寺島:そうなんですよ! でも僕は実は気づいていなかったんです(笑)。アフレコが始まる前に、発刊されている原作を改めて読んで「面白いな~」と思って満足してアフレコに臨んで。「そっか、1話はこんな感じだったな」って思いこんじゃっていたんですよね。それで、原作の流れをチェックしようと思ったら、「全然違うぞ!この話どこだ!?」と探しても1巻に出てこない、みたいなことがあったので。振り返ってみてビックリさせられましたね。
――ナチュラルすぎますよね。
寺島:本当にそうなんですよ! ちゃんと阿波連さんっぽいんですよね。いつの間にかこうなっていたんだ!?って気づかない。ライドウくん並に「まさか!」みたいなリアクションを取れるくらいには自然でした。
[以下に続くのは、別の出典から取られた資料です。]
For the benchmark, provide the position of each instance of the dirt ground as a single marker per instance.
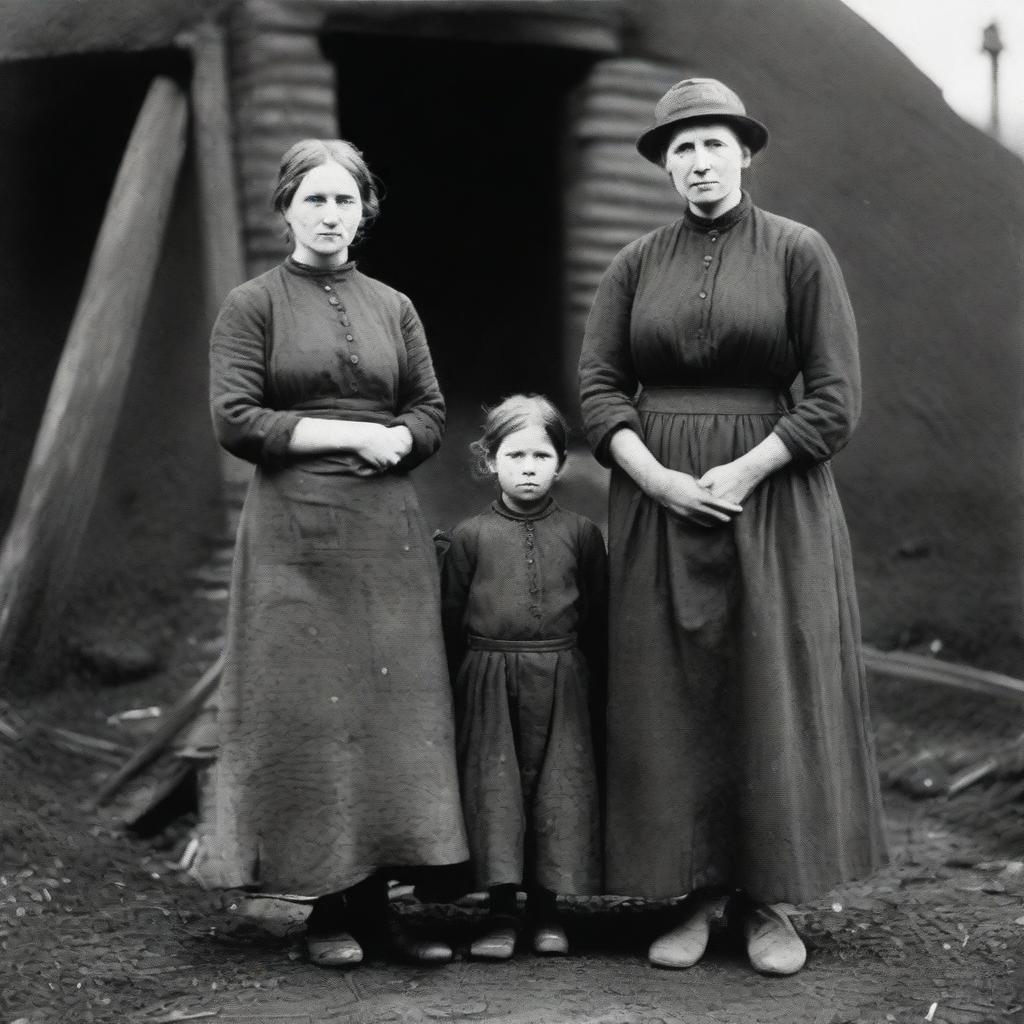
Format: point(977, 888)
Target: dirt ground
point(96, 926)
――1話から、ライドウくんについての説明がきちんと入っていたことにより、ライドウくんの背景がわかったので素晴らしい形のアニメ化だなと思いました。
寺島:よく出来ていますよね。登場人物の出方も絶妙でしたし。後半にいくと、阿波連さんの家の子たちが出てくるのも、「こういう入れ方するんだ」と上手く登場してきているので、違いはまったく気づかなかったです。だから原作を相当読み込んでいる“阿波連さんフリーク”の方くらいしか気づけないんじゃないですかね。
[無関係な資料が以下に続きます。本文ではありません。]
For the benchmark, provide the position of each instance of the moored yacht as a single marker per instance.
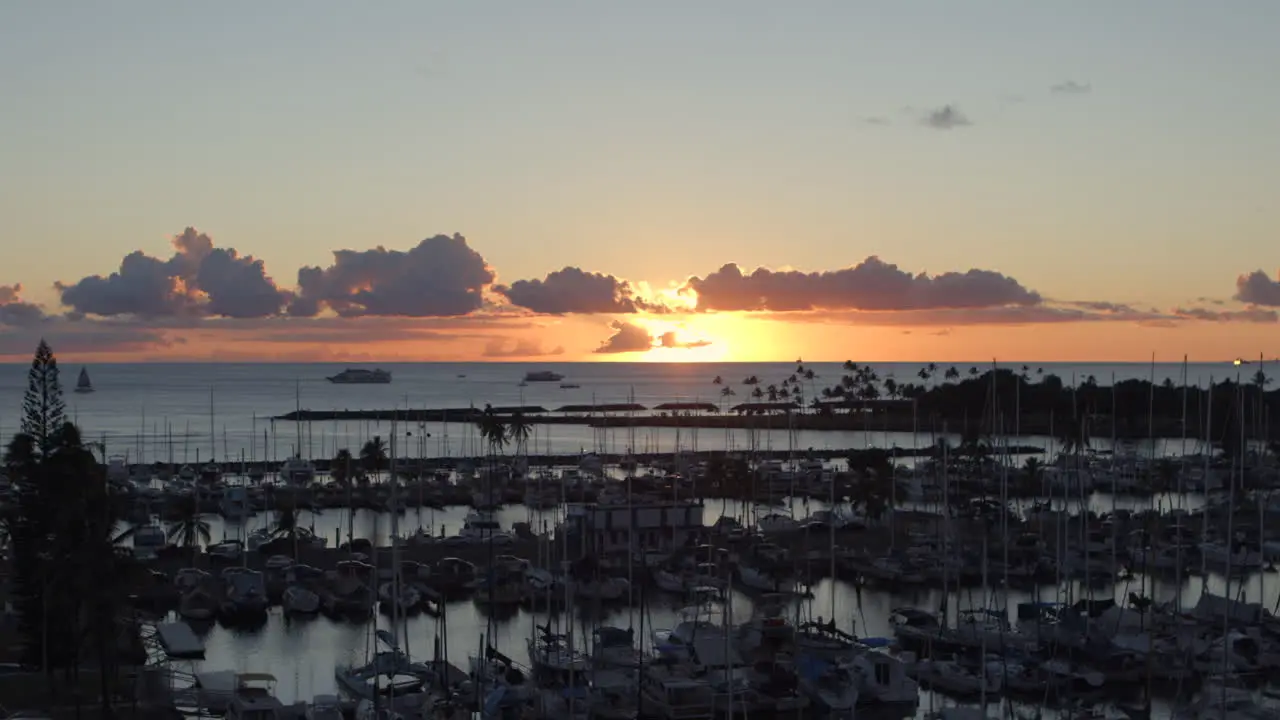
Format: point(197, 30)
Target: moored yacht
point(296, 470)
でも、その中でも一番印象的なのは、やっぱり後半なんですよね~。日常的なエピソードからちょっと踏み込んだ、原作を読んでいる方はわかる、阿波連さんとライドウくんの関係性みたいなところ。阿波連さんとライドウくんに限らず、出てくるキャラクターたちがどう交流を深めていくのか。そこにまつわるエピソードが後半にいくにつれて出てくるので、そこは見どころかなと思います。
――注目キャラは?
寺島:面白いのは大城さんと桃原先生が際立って面白い……いや、みんな面白いんだよな。ふたばちゃんも可愛いし。だから、石川と佐藤さんがめちゃくちゃ普通なんですよね(笑)。個性豊かなキャラクターたちがいる中で、石川と佐藤さんがあんなにフラットで居られるというのが逆にすごいな、と今気付きました。面白い人達を挙げようと思えば挙げられるんですけど、彼らの存在に感謝ですね。ライドウから見ると阿波連さんってはかれなくて不思議だな、と感じるんですけど、ライドウも結構変わってるじゃないですか(笑)。そこを気にせずに声をかけて誘ってくれる石川と佐藤さん。そして、あの異常事態を全部受け止めるあの2人すごいですね、冷静に考えると。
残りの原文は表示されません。